The study appears online March 25 in Advanced Healthcare Materials.
One in five people admitted to the hospital requires a urinary catheter, contributing to the more than 30 million used each year in the United States. These catheters are the number-one cause of hospital-acquired infections in the United States.
Outside of the hospital, catheters are also commonly required by paralysis victims and the immobile elderly. And with an aging population, the use of catheters is likely to increase in coming decades.
For years, researchers have focused on developing antimicrobial treatments to stop the formation of biofilms, but as the statistics indicate, they have yet to find an affordable, effective solution. Besides the costs and technical challenges, many doctors fear antimicrobial solutions would promote the evolution of antibiotic-resistant superbugs.
So Duke engineers decided to think outside of the cylinder.
"We ran experiments showing that if you stretch an elastic piece of rubber at a proper rate, you can pop various types of sticky biofilms right off of its surface," said Xuanhe Zhao, professor of mechanical engineering and materials science, whose team partnered with that of Gabriel Lopez, professor of biomedical engineering.
"Those tests were initially aimed at cleaning submerged surfaces in marine environments, but the principle has many possible applications," continued Lopez. "So we thought, why not catheters?"
Their first model features a single channel that can be inflated with liquid or air running parallel to the main urinary tract, with nothing but a thin, flexible barrier between the two. Pushing liquid through the small inflation channel forces the thin wall into the urinary tract while leaving the outer dimensions of the catheter intact.
A prototype molded from a 3D printed form worked beautifully, Levering said. The sudden deformation unseated more than 90 percent of the biofilm, which was washed away by a flow matching the slow movement of urine.
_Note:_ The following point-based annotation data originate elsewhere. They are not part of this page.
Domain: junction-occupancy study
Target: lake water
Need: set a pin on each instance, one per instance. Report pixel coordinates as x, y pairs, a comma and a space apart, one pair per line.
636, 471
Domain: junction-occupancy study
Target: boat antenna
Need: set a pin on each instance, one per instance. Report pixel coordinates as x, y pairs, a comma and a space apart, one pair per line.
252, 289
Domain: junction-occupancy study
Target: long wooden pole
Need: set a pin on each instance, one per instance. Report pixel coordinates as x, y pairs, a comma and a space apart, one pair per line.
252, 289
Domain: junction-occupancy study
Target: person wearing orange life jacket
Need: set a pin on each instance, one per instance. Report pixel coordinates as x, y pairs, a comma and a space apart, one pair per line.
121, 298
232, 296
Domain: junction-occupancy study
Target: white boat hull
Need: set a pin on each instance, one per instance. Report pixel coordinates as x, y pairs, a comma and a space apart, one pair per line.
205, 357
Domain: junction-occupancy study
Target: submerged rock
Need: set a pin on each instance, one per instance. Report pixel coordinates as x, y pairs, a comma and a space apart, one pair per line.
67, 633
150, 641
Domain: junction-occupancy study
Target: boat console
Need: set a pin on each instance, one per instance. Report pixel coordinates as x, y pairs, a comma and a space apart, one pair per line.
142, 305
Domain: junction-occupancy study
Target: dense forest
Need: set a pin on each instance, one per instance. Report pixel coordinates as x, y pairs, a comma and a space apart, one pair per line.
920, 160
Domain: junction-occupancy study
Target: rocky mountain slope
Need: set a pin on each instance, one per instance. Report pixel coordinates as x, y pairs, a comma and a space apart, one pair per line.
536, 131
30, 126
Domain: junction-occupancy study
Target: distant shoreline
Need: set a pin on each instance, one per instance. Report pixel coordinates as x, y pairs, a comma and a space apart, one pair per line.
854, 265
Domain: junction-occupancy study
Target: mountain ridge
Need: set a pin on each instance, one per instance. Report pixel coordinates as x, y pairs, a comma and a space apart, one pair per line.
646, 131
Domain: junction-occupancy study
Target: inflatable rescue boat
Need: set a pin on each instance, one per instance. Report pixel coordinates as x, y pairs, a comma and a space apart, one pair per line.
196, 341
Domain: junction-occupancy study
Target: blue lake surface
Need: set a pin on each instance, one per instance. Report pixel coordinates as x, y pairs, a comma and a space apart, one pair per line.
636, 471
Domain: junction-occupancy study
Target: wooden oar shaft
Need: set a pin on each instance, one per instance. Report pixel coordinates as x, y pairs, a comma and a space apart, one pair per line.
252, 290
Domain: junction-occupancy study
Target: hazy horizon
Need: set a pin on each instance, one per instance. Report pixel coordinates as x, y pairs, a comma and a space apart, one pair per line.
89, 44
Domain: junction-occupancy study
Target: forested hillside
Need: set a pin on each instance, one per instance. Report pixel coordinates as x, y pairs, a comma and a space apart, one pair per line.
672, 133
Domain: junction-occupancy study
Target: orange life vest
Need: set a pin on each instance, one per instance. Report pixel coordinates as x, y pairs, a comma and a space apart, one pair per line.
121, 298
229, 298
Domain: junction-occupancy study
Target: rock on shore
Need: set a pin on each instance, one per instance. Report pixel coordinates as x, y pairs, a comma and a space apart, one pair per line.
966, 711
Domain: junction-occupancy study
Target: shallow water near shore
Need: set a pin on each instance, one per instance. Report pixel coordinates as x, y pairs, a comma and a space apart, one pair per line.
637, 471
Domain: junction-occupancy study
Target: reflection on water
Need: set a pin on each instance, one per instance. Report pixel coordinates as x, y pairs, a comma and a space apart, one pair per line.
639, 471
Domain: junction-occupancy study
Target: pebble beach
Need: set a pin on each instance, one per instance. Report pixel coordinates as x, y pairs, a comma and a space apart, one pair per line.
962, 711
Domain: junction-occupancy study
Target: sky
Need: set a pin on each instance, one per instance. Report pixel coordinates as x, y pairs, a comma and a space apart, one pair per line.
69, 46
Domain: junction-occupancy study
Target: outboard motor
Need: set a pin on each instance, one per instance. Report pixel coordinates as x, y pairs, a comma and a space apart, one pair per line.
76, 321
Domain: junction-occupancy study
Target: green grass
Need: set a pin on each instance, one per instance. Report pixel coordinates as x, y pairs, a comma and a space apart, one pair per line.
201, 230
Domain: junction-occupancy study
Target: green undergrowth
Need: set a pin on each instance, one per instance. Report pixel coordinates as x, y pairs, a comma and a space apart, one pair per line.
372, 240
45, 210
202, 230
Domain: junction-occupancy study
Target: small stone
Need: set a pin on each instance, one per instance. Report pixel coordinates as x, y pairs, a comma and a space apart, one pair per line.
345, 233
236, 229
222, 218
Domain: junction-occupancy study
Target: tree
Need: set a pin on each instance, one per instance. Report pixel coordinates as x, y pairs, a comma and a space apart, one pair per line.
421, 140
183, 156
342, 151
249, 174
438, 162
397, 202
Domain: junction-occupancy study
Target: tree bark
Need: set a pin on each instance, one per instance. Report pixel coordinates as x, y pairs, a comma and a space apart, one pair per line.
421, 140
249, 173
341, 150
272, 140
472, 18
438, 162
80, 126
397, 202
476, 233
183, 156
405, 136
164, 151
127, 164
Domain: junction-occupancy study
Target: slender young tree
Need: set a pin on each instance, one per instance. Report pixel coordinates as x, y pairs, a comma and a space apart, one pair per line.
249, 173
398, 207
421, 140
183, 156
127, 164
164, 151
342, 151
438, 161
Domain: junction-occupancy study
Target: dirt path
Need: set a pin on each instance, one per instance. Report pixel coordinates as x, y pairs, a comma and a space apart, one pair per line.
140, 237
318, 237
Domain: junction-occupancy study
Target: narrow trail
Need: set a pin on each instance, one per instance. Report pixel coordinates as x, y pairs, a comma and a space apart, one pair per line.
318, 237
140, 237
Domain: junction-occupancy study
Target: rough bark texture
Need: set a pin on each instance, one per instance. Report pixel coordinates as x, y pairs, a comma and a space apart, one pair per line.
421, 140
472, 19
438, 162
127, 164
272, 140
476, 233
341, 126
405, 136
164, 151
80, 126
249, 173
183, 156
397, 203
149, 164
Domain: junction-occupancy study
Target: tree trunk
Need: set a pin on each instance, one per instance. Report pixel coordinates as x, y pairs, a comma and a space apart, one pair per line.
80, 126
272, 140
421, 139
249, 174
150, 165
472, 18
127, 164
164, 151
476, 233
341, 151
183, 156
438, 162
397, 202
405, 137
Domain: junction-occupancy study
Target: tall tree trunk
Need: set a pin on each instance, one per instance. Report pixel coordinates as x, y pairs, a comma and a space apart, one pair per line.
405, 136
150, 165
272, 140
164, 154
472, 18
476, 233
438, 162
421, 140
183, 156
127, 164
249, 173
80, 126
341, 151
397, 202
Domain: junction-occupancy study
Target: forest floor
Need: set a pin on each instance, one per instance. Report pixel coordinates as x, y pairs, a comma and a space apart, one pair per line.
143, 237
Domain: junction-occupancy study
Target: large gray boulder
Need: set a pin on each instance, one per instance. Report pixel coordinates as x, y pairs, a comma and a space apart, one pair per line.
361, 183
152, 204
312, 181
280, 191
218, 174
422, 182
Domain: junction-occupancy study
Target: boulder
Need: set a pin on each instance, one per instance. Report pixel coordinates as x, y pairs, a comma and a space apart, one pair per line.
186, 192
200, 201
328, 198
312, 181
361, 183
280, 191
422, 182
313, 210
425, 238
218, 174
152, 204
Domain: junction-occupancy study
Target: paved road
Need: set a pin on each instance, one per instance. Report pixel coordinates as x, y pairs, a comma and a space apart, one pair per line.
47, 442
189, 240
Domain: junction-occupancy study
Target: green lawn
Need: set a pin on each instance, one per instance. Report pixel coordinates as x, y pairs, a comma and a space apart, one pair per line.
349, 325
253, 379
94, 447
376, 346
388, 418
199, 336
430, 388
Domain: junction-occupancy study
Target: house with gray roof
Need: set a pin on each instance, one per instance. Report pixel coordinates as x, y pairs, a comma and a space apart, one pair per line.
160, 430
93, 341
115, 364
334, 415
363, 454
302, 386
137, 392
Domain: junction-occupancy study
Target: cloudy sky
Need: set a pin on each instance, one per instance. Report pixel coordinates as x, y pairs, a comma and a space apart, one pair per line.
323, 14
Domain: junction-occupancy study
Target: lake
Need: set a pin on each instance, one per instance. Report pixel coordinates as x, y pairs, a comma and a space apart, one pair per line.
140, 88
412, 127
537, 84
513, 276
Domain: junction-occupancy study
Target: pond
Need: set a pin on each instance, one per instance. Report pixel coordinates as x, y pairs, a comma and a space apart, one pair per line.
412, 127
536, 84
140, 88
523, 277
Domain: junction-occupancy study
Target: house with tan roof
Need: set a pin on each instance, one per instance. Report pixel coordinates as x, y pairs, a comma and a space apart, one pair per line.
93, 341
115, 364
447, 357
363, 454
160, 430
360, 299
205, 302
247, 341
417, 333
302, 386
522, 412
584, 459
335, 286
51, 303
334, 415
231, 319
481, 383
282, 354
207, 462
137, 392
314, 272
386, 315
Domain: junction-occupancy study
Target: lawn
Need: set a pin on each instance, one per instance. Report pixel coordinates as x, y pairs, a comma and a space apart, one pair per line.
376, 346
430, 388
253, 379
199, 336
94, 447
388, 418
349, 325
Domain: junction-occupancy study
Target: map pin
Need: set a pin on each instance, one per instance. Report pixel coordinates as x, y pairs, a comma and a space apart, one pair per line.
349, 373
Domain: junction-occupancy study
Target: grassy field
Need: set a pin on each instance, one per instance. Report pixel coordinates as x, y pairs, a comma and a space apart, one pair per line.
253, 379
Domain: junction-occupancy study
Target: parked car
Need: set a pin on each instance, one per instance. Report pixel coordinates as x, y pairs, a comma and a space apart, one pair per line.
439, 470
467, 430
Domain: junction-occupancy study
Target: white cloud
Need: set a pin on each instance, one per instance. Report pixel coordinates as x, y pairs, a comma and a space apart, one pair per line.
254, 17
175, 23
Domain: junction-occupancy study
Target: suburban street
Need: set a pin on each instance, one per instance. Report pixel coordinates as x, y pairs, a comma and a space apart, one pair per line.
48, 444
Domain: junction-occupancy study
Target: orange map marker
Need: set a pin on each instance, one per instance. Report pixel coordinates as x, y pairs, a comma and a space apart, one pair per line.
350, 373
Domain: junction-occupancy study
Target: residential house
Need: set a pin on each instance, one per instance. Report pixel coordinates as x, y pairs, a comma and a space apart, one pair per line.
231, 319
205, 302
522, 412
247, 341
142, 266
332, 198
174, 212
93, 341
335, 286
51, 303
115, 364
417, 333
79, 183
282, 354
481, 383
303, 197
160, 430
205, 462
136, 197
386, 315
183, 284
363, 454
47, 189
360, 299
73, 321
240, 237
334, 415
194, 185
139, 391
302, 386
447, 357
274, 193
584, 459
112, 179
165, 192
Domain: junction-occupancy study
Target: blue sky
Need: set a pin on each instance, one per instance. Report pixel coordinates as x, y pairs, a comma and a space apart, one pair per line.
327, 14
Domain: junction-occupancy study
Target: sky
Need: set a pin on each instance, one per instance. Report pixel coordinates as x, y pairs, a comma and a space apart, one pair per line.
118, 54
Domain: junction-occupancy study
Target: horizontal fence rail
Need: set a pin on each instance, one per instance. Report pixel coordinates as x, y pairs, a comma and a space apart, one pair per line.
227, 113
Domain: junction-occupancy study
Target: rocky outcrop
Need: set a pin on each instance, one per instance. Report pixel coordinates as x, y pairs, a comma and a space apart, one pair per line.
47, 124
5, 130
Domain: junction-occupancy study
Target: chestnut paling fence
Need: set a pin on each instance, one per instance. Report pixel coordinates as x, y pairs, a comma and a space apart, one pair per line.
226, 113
Biofilm on the wall opposite the inflation channel was mostly unharmed, but the collaborative team has plans to produce a new prototype with inflation channels running along both sides of the main channel.
Lopez believes the demonstration is a clear proof-of-principle that their simple mechanical solution could revolutionize the catheter industry. Because the design would have low implementation costs, closely adheres to the dimensions of current catheters and would be easy for medical clinicians to operate, the team hopes to bring it to market and is currently searching for partners.
"There are more than 30 million of these used every year," said Levering. "And for a technology that has changed very little in 50 years, the problem is kind of atrocious. We hope we have found a solution."
Levering said the general concept has potential applications for a wide range of industries currently plagued by biofilms, such as dairy processing, petroleum transport, city drinking water and heat exchangers.
"We don't want to get in over our heads, but there are lots of other places where biofilms are severe problems," said Levering. "It's a multi-billion-dollar-per-year problem for sea water filtration alone. There are definitely other potential markets out there."